Legislature should limit major initiatives

It would appear that the governor and his staff members wish to remake some of the most essential and complex aspects of state government during this year’s legislative session. He has already given the Legislature plans to remake the state tax system and the school finance system, transform the present state retirement system (KPERS) from a defined-benefit plan to a defined-contribution plan, and put a cap on state spending through limiting the state’s ability to spend additional revenues beyond a certain fixed percentage.

It would appear that all of these new initiatives are to be debated and voted on during the few months that the Legislature sits. And, of course, all of the regular business of the Legislature, including crafting a state budget, must be achieved in this short time span. In addition to all of this, legislators must deal with pressure from various groups to enact legislation that they want to see, seemingly constant pressure from Secretary of State Kobach to make Kansas a poster child for anti-voting fraud legislation, whether we need it or not, and now the prospect of an investigation by the Shawnee County district attorney into whether a series of dinners hosted by the governor violated the state’s open meeting laws.

I have lived in Kansas for the past 18 years and I have watched legislative activity in the state quite closely for most of that time. I have never had the sense that the Kansas Legislature is a marvel of efficiency or speed. It seems to me that the Legislature often gets bogged down in debates over the less essential legislative proposals it considers. Social conservatives also put pressure on the Legislature virtually every session and their proposals take up time.

In most years that I can recall, the Legislature has rarely completed its work on the state budget until the closing hours of the session. So, I have to ask a serious question: What is the likelihood that the 2012 Legislature, faced with some of the most radical proposals to change the nature of state government and state government financing it has ever seen, can possibly give the sort of serious consideration to each of these proposals that they demand? I think the answer is obvious. It’s not possible.
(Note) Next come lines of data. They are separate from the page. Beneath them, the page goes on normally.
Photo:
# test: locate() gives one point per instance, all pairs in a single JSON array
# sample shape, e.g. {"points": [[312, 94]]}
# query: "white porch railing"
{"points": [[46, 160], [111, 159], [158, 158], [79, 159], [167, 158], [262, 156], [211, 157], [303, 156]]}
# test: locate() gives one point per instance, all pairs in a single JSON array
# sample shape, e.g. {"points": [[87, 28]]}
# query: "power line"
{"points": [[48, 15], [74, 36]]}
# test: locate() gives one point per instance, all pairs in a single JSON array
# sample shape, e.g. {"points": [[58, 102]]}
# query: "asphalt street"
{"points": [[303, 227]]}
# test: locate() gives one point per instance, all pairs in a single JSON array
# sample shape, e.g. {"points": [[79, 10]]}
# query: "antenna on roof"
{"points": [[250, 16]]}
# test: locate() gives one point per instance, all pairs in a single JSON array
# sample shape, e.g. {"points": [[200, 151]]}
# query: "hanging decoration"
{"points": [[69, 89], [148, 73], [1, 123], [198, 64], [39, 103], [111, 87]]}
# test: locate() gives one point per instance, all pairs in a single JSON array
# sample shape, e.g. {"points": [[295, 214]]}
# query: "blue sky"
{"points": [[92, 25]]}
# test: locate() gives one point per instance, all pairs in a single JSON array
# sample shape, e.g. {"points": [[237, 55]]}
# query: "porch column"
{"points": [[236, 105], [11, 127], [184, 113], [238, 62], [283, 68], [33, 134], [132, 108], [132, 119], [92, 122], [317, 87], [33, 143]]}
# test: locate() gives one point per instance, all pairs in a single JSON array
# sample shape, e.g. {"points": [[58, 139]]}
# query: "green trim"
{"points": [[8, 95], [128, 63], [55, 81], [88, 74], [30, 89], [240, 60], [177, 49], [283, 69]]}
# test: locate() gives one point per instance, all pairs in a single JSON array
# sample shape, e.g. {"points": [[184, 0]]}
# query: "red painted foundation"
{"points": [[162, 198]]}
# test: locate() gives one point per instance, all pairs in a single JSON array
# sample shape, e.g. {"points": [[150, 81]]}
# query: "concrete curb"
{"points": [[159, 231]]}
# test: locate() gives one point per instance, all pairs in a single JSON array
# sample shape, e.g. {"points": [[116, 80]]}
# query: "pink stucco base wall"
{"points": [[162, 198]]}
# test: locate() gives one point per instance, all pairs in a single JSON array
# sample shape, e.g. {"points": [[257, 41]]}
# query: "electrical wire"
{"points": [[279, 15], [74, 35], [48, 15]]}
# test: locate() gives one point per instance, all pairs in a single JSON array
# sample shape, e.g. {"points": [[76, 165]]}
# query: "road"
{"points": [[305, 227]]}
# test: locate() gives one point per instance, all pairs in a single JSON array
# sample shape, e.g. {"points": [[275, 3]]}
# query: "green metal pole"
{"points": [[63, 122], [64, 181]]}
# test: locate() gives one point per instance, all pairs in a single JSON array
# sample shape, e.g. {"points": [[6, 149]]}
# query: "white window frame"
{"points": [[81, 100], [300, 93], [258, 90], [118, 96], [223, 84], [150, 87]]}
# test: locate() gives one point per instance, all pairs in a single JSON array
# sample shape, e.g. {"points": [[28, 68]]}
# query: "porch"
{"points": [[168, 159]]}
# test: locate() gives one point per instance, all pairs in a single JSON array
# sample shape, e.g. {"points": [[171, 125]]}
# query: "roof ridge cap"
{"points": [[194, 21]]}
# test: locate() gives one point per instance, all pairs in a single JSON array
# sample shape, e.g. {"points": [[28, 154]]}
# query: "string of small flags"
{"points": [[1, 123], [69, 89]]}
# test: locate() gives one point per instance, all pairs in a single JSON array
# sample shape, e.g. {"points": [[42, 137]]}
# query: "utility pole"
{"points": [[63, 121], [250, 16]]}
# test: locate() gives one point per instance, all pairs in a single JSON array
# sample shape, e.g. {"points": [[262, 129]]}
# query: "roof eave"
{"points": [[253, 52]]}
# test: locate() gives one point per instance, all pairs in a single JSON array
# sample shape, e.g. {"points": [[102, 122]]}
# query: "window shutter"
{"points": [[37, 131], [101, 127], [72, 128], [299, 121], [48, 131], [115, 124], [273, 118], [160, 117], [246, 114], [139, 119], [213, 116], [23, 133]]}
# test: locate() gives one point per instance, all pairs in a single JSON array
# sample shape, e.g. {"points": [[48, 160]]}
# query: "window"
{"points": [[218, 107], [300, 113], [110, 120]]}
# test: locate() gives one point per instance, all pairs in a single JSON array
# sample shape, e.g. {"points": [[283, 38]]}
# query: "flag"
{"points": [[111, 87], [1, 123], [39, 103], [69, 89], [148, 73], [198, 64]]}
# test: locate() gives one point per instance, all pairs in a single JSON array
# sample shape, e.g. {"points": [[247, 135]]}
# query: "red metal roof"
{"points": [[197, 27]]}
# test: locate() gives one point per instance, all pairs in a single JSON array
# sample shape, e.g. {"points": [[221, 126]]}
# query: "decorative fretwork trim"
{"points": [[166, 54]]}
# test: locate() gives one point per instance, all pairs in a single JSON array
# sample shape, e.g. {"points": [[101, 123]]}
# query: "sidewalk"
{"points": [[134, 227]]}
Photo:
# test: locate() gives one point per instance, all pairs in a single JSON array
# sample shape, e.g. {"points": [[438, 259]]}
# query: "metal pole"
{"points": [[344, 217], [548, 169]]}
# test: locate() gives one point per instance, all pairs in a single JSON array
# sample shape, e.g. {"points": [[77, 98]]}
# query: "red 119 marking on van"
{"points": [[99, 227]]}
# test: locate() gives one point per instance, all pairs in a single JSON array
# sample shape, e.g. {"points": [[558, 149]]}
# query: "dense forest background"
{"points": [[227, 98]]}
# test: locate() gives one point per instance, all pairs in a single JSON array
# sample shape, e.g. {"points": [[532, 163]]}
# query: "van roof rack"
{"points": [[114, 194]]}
Given the very low likelihood that the Legislature can make reasoned, informed decisions about the governor’s proposals during the current session, what are the alternatives? One possibility is that the Legislature will simply not be able to act on many of the proposals and will either defeat them or defer them for study by interim committees and action in later years. This wouldn’t be so terrible.

The other alternative, which I think would not be at all desirable, would be for the Legislature to take definitive action without adequate study and discussion. In recent years it has become clear that many state and federal legislators often vote on legislation that they have not read and do not understand. To what extent this has occurred here in Kansas, I don’t know, but I fear that the only way our legislators could act on all of the governor’s proposals would be by not being adequately prepared. We have already seen the storm of criticism of the governor’s tax reform proposal — and the rapid movement by many legislators away from supporting it — when the plan’s full impact on the public became known.

Certainly, there is nothing wrong with the governor wanting to make changes in state government, even radical changes. But major governmental changes should not be made idly or without serious thought and debate. The number and complexity of the proposals now before the Legislature virtually assures that such serious thought and debate will be impossible if all are acted upon.

In my opinion, the leaders in both houses of the Legislature should pick one — or at most two — of the major reform proposals now on their agendas and concentrate on giving these the full and fair consideration they deserve. The others should wait for another year and another legislative session.